“Safer sex” is a term that can mean many things:

  • Avoiding bodily fluid exchange
  • Using prophylactics (such as male or female condoms)
  • Using HIV medications to prevent transmission of the virus
  • Limiting the number of sexual partners
  • Curtailing alcohol and drug use (which can impair judgment).

In fact, safer sex often involves a combination of these approaches.

The only way to know for sure whether you are HIV positive, even after an activity that is considered to be very low risk for HIV transmission, is to get tested. If you’ve contracted another sexually transmitted infection, it’s also a good idea to be tested for HIV.

Male Condoms (also known as external condoms)
Several studies have demonstrated that male condoms made of either latex or polyurethane are effective barriers against HIV. The theory behind using condoms is clear: They cover the penis and provide an effective barrier to exposure to secretions, such as semen and vaginal fluids, thereby blocking the sexual transmission of HIV.

Laboratory studies have been conducted to support this theory. These studies involved placing a solution containing HIV inside the condoms. No leakage of HIV across the latex or polyurethane condoms occurred during these studies. Similar studies have also demonstrated that these types of condoms also prevent other common sexually transmitted viral infections, such as herpes simplex virus (HSV) and hepatitis B virus (HBV).

Condoms made of natural materials—such as lambskin—are not a consistently effective barrier against many viruses. In one laboratory study, HIV was found to pass through microscopic holes in lambskin condoms. Studies involving HSV and HBV reported similar results.

A number of epidemiological studies—studies conducted in real-life settings where one partner is living with HIV and the other partner is not—have demonstrated that consistent use of latex (or polyurethane) condoms provide a high degree of protection against HIV. The key to effective protection is consistent and correct use of condoms.

Incorrect use of condoms can increase the risk of slippage or breakage, which diminishes their ability to protect against the virus. Inconsistent use—for example, failure to use condoms with every act of vaginal or anal intercourse—can lead to HIV transmission.

Polyurethane condoms are an effective alternative to latex condoms, especially for people with an allergy to latex. There have been at least six epidemiological studies of polyurethane condoms. Three of the studies found that slippage and breakage occur equally (and rarely) with both latex and polyurethane condoms. The three other studies found that polyurethane condoms are more likely to break than latex condoms (one study also demonstrated that polyurethane condoms are more likely to slip than latex condoms). Still, if used consistently and correctly, they are considered to be a highly effective barrier against the sexual transmission of HIV.

Female Condoms (also known as internal or receptive condoms)

The female condom, approved in 1993 for use in the United States, is a polyurethane pouch with flexible polyurethane rings at each end. It is inserted deep in the vagina, much like a diaphragm. The ring at the closed end holds the pouch in the vagina. The ring at the open end remains outside the vulva (vaginal opening). If inserted properly, it lines the vagina and the cervix, which helps to prevent pregnancy along with HIV and other sexually transmitted infections.

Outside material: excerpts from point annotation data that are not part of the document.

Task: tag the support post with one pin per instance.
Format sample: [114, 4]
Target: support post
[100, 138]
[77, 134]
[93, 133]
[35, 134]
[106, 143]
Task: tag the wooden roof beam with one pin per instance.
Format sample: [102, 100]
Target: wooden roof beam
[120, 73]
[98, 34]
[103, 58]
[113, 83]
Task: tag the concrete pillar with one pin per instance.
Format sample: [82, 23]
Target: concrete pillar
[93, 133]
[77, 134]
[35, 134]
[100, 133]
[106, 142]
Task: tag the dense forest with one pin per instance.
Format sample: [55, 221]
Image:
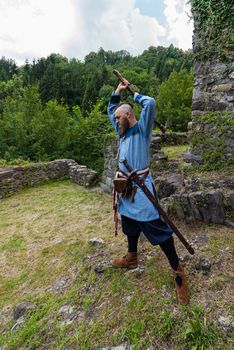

While female condoms are not approved for use during anal intercourse, some men who have sex with men (MSM) have reported using them for anal sex. However, at least one study has reported problems for the receptive partner using the female condom, including difficulty inserting the condom, discomfort and rectal bleeding (removing the inner ring may alleviate some of the problems experienced during anal insertion and removal). Several studies have also indicated that female condoms are not as effective as male condoms, largely because of the difficulty in using them correctly.

Only water-based and silicone-based lubricants should be used with latex condoms. K-Y Jelly, Wet and Astroglide are three examples of water-based lubricants that can be used with latex condoms. Examples of silicone-based lubricants include Millennium ID and Eros Bodyglide.

Never use oil-based lubricants, including hand or body lotion, baby oil, vegetable oil or shortening, massage oil, mineral oil or petroleum jelly (e.g., Vaseline). Oil-based lubricants can damage latex and cause latex condoms to tear more easily.

Some pre-lubricated condoms and separately sold lubricants contain a chemical called nonoxynol-9. While nonoxynol-9 has been shown to kill sperm (and potentially reduce the risk of pregnancy) and various sexually transmitted infections, some men and women are allergic to this chemical. This can cause irritation inside the vagina and anus, which can increase the risk of HIV transmission if the condom breaks.

Antiretroviral (ARV) Therapy
HIV medications can also be used to prevent sexual transmission of the virus. Pre-exposure prophylaxis (PrEP) is an HIV prevention tool in which an HIV-negative person takes antiretroviral medication to reduce the risk of contracting HIV. Post-exposure prophylaxis (PEP) involves taking a short course of ARV drugs, usually for a month, to prevent HIV transmission after a high-risk exposure. Treatment as prevention (TasP) refers to taking antiretoivrals to prevent sexual tranmission. People living with HIV who maintain an undetectable viral load have effectively no risk of transmitting the virus via sex, a concept known as Undetectable Equals Untransmittable, or U=U.